Colpo di testa 36 / Il vero modello della scuola di Barbiana

Corriere di Como, 20 giugno 2017

Oggi un Papa si reca a Barbiana per pregare sulla tomba di un prete morto cinquant’anni fa. Mezzo secolo dopo la Chiesa – quella istituzionale, l’unica talvolta ritenuta tale anche dal mondo cosiddetto laico – riconosce che don Lorenzo Milani aveva messo in pratica il Vangelo di Gesù coniugandolo come un grande disegno di attenzione all’uomo e come un serio impegno educativo calato dentro un concreto modello di scuola. Sarei, però, molto attento a trarre facili conclusioni dalla visita privata di Papa Francesco a Barbiana (preceduta dalla visita, sempre oggi, a Bozzolo sulla tomba di un altro prete scomodo, don Primo Mazzolari). Qualcuno ha già parlato di «riabilitazione», secondo un modello di lettura che è ancora verticistico. L’autentico messaggio cristiano quando penetra dentro la storia umana parla da solo e non ha bisogno né di riconoscimenti aggiunti né di riabilitazioni tardive. E poi, domandiamocelo senza pudore: è la Chiesa che riabilita don Milani e don Mazzolari, o sono i due preti scomodi che riabilitano la Chiesa? E, posto che la Chiesa esprima con un gesto esplicito del Papa il suo rammarico per non aver capito allora, c’è il rischio che sia solo il gesto di papa Francesco, e che, anche al livello gerarchico della Chiesa, qualcuno non sia d’accordo. E sia. Lo spirito critico non mi fa paura. Temo di più la sindrome del gregge.

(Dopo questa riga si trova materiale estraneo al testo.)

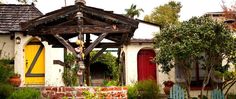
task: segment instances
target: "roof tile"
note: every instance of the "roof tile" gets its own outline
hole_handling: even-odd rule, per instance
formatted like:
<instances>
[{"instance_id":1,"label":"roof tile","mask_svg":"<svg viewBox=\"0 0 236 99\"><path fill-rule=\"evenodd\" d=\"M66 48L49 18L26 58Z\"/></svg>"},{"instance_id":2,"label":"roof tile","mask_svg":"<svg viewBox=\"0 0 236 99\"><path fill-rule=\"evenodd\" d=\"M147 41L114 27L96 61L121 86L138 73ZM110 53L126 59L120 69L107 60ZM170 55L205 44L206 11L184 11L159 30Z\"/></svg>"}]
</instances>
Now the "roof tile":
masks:
<instances>
[{"instance_id":1,"label":"roof tile","mask_svg":"<svg viewBox=\"0 0 236 99\"><path fill-rule=\"evenodd\" d=\"M42 15L33 4L0 4L0 31L21 31L21 22L26 22Z\"/></svg>"}]
</instances>

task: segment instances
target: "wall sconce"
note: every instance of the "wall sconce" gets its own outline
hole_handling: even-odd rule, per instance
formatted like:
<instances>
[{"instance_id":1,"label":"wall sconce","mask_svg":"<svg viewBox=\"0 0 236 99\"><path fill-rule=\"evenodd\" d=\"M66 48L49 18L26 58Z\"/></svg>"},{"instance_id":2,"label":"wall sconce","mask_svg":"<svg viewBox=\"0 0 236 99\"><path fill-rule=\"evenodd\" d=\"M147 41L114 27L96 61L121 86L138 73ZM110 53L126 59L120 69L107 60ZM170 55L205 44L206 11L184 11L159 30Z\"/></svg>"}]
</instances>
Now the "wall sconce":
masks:
<instances>
[{"instance_id":1,"label":"wall sconce","mask_svg":"<svg viewBox=\"0 0 236 99\"><path fill-rule=\"evenodd\" d=\"M21 42L21 38L19 36L16 37L16 44L20 44L20 42Z\"/></svg>"}]
</instances>

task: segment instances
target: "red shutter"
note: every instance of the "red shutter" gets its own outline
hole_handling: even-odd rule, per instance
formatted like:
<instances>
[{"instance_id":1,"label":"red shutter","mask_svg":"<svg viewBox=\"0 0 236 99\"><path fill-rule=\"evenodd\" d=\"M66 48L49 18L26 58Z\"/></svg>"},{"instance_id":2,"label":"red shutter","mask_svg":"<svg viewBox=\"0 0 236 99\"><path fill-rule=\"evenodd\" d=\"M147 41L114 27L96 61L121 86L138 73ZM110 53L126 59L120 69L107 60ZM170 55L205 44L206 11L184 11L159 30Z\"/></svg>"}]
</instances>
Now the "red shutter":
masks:
<instances>
[{"instance_id":1,"label":"red shutter","mask_svg":"<svg viewBox=\"0 0 236 99\"><path fill-rule=\"evenodd\" d=\"M156 80L156 64L152 62L155 57L153 50L140 50L138 53L138 81Z\"/></svg>"}]
</instances>

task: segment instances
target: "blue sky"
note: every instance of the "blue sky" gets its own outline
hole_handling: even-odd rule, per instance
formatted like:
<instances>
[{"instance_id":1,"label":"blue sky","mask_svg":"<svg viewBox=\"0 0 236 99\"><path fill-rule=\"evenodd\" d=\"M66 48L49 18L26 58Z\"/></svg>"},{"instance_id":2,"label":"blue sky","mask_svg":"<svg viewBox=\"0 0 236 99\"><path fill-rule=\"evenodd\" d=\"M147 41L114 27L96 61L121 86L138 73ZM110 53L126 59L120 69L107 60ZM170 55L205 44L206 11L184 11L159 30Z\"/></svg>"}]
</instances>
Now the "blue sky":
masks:
<instances>
[{"instance_id":1,"label":"blue sky","mask_svg":"<svg viewBox=\"0 0 236 99\"><path fill-rule=\"evenodd\" d=\"M4 1L4 0L3 0ZM5 3L16 3L16 0L5 0ZM67 5L74 4L74 0L66 0ZM139 19L150 14L153 8L168 3L179 1L183 5L180 12L180 20L188 20L192 16L201 16L207 12L221 11L222 0L86 0L86 5L114 11L124 14L124 9L131 4L136 4L144 10ZM235 0L224 0L227 5L234 4ZM65 6L65 0L38 0L36 7L43 13L47 13Z\"/></svg>"}]
</instances>

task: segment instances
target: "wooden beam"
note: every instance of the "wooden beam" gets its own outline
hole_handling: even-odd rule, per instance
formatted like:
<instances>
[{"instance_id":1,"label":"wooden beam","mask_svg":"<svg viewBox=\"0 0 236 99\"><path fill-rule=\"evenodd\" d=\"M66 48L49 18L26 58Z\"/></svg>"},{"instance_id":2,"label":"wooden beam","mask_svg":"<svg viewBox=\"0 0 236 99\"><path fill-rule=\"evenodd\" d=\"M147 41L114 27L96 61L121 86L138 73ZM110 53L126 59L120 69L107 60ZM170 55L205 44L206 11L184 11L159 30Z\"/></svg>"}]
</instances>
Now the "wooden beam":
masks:
<instances>
[{"instance_id":1,"label":"wooden beam","mask_svg":"<svg viewBox=\"0 0 236 99\"><path fill-rule=\"evenodd\" d=\"M52 44L53 46L52 47L55 47L55 48L61 48L61 47L64 47L63 45L58 45L58 43L50 43ZM72 47L77 47L78 45L76 45L75 43L70 43L70 45ZM119 48L120 44L117 44L117 43L99 43L96 48L104 48L104 47L107 47L107 48Z\"/></svg>"},{"instance_id":2,"label":"wooden beam","mask_svg":"<svg viewBox=\"0 0 236 99\"><path fill-rule=\"evenodd\" d=\"M88 48L90 45L90 34L86 34L85 47ZM90 53L85 54L85 66L86 66L86 84L90 86Z\"/></svg>"},{"instance_id":3,"label":"wooden beam","mask_svg":"<svg viewBox=\"0 0 236 99\"><path fill-rule=\"evenodd\" d=\"M60 35L54 35L54 37L63 44L67 49L69 49L75 56L77 56L77 53L75 52L75 49Z\"/></svg>"},{"instance_id":4,"label":"wooden beam","mask_svg":"<svg viewBox=\"0 0 236 99\"><path fill-rule=\"evenodd\" d=\"M68 20L68 21L66 21L66 22L62 22L62 23L60 23L60 24L57 24L56 26L65 26L65 25L68 25L68 24L70 24L70 23L72 23L72 22L74 22L75 20Z\"/></svg>"},{"instance_id":5,"label":"wooden beam","mask_svg":"<svg viewBox=\"0 0 236 99\"><path fill-rule=\"evenodd\" d=\"M52 20L58 19L58 17L67 17L66 15L72 14L72 13L76 13L78 12L80 9L78 9L78 6L69 6L67 7L66 10L57 10L57 11L53 11L51 13L47 13L41 17L38 17L34 20L30 20L28 22L22 23L21 27L23 30L27 30L30 28L34 28L35 26L38 26L40 24L43 24L45 22L50 22Z\"/></svg>"},{"instance_id":6,"label":"wooden beam","mask_svg":"<svg viewBox=\"0 0 236 99\"><path fill-rule=\"evenodd\" d=\"M124 44L127 41L128 34L123 34L120 40L120 44Z\"/></svg>"},{"instance_id":7,"label":"wooden beam","mask_svg":"<svg viewBox=\"0 0 236 99\"><path fill-rule=\"evenodd\" d=\"M109 13L109 12L105 12L103 10L93 9L93 8L89 8L89 7L83 7L82 11L85 13L92 14L94 16L106 18L106 19L109 19L109 20L112 20L115 22L123 23L123 24L129 24L130 26L138 28L138 23L139 23L138 21L128 18L128 17L125 17L123 15Z\"/></svg>"},{"instance_id":8,"label":"wooden beam","mask_svg":"<svg viewBox=\"0 0 236 99\"><path fill-rule=\"evenodd\" d=\"M78 26L48 26L42 27L38 30L28 31L28 34L32 35L46 35L46 34L76 34L79 31L79 28L83 30L82 32L85 34L90 33L128 33L130 32L129 26L116 26L114 29L113 25L82 25Z\"/></svg>"},{"instance_id":9,"label":"wooden beam","mask_svg":"<svg viewBox=\"0 0 236 99\"><path fill-rule=\"evenodd\" d=\"M85 21L87 21L88 23L90 24L94 24L94 25L109 25L108 23L105 23L105 22L101 22L101 21L98 21L98 20L94 20L94 19L91 19L91 18L88 18L88 17L83 17L83 19Z\"/></svg>"},{"instance_id":10,"label":"wooden beam","mask_svg":"<svg viewBox=\"0 0 236 99\"><path fill-rule=\"evenodd\" d=\"M93 50L106 36L108 33L102 33L88 48L85 49L85 56L88 55L89 52Z\"/></svg>"},{"instance_id":11,"label":"wooden beam","mask_svg":"<svg viewBox=\"0 0 236 99\"><path fill-rule=\"evenodd\" d=\"M99 43L96 48L118 48L120 44L117 43Z\"/></svg>"},{"instance_id":12,"label":"wooden beam","mask_svg":"<svg viewBox=\"0 0 236 99\"><path fill-rule=\"evenodd\" d=\"M58 64L58 65L61 65L61 66L69 67L67 64L65 64L61 60L53 60L53 64Z\"/></svg>"},{"instance_id":13,"label":"wooden beam","mask_svg":"<svg viewBox=\"0 0 236 99\"><path fill-rule=\"evenodd\" d=\"M91 63L93 63L99 56L101 56L102 53L103 53L106 49L107 49L107 48L104 47L104 48L102 48L99 52L97 52L97 53L94 55L94 57L90 60Z\"/></svg>"}]
</instances>

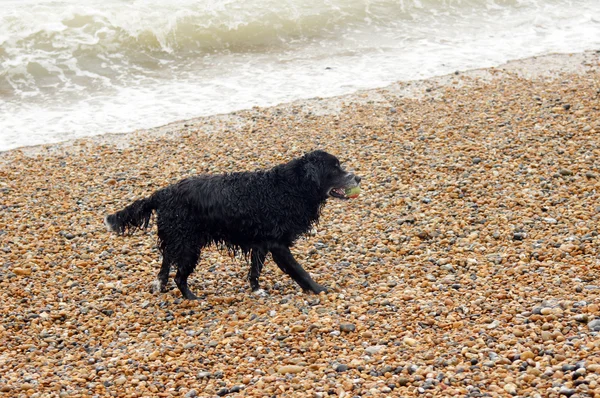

E a tal proposito mi pare importante ricordare che la scuola di Barbiana – quella che si inventò il prete fiorentino, mandato in esilio nel Mugello dal suo arcivescovo – non deve essere intesa come una scuola povera, ma semmai come una scuola per poveri. A frequentarla erano ragazzi che non potevano avere un’istruzione, e che furono letteralmente trascinati dentro un’esperienza educativa ricca di contenuti e di opportunità e capace di creare uno spirito critico. Don Milani rifuggiva, anche per la sua formazione culturale e teologica, da una facile approssimazione. Non voleva insegnare a leggere e a far di conto, l’essenziale per non soccombere, tanto di più non sarebbe servito a quei ragazzi per fare il contadino. Egli aveva idee grandi per loro, voleva prepararli a vivere nel mondo non da subalterni, e a chi frequentava la sua scuola chiedeva un sacrificio non di danaro, ma di tempo e serietà sì.

La scuola di Barbiana è, dunque, ancora oggi un modello di vera scuola. Anzi, lo è soprattutto oggi, in tempi in cui la tendenza al ribasso non è un rischio, ma una tragica realtà. Vera scuola, perché centrata sulla fatica del sapere e dello studiare. Vera scuola, perché il tempo pieno non è affatto un parcheggio prolungato, ma è coinvolgimento della vita secondo i ritmi di una pedagogia lenta ma efficace. Tutte cose che oggi si faticano a trovare, motivo per cui l’entusiasmo manifestato per la scuola di Barbiana mi pare talvolta posticcio e di maniera, perché poi si fa l’esatto contrario. Riabilitare don Milani non è una bella cerimonia. Significa, anche per la Chiesa, decidere di investire di più nella cultura, andando oltre le mense e i dormitori.